US slams police, Karuna and LTTE
The United States has strongly criticised the human rights violations by the Sri Lanka police, paramilitaries and the Tamil Tigers.
The US Department of State said both parties have failed to respect the Cease Fire Agreement (CFA) signed in February 2002.
Quoting figures from international truce monitors, 2005 Country Report on Human Rights Practices (Sri Lanka) said the Tamil Tigers have committed “14 violations for every 1 committed by the government.”
The report also accused the paramilitaries, suspected of linked to the government, of carrying out continuous attacks against political opponents.
“These groups included the Karuna faction of the LTTE, the Eelam People's Democratic Party (EPDP), and the People's Liberation Organization of Tamil Eelam (PLOTE),” it said.
The US government was highly critical of torture and killings in police custody.
“The Human Rights Commission (HRC) reported that police killed 25 individuals in police custody. The HRC determined that 20 of those individuals died as a result of torture in police custody.”
According to Asian Human Rights Commission (AHRC), this was the first time that the US government has listed extrajudicial killings by the police.
There have been 1798 arrests under the emergency regulations during the year, according to the report.

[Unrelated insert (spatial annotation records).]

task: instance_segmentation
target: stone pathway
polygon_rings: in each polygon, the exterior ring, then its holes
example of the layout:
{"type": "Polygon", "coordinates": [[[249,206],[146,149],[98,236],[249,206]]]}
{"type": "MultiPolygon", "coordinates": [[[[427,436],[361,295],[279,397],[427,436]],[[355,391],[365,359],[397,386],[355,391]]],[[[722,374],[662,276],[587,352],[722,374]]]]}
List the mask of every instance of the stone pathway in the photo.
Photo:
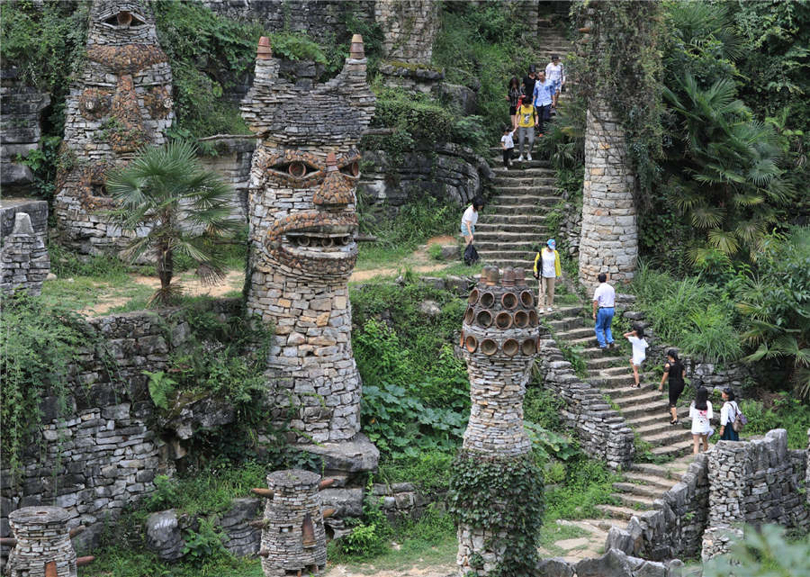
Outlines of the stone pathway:
{"type": "MultiPolygon", "coordinates": [[[[670,425],[666,397],[658,391],[658,382],[649,372],[642,374],[642,387],[634,386],[629,353],[616,347],[603,350],[598,347],[593,321],[582,316],[582,310],[562,309],[549,325],[554,338],[579,347],[585,358],[588,382],[598,386],[615,404],[633,430],[650,446],[658,464],[635,463],[624,479],[613,485],[616,505],[599,505],[606,516],[629,520],[640,512],[655,508],[655,500],[680,480],[691,463],[692,440],[683,425],[670,425]]],[[[615,334],[616,338],[621,335],[615,334]]],[[[649,365],[648,365],[649,366],[649,365]]],[[[686,401],[685,401],[686,402],[686,401]]],[[[688,414],[686,405],[679,407],[681,419],[688,414]]]]}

The US government was very critical of the Tamil Tigers, too. The Tigers forced the Tamils under their control to accept their judicial system, according to the report.
“The LTTE's legal system is composed of judges with little or no legal training. LTTE courts operated without codified or defined legal authority and essentially as agents of the LTTE rather than as an independent judiciary.”
The LTTE is accused of killing nearly 200 security force personnel and political opponents during the year.
“There were credible reports that LTTE killed 68 members of the police and military, more than 106 members of anti-LTTE Tamil paramilitary groups, LTTE cadres loyal to the Karuna faction, alleged Tamil informants for the security forces, and civilians.”
The 16-page report blamed both parties of exerting pressure on journalists, especially in the east, denying them the right of freedom of speech.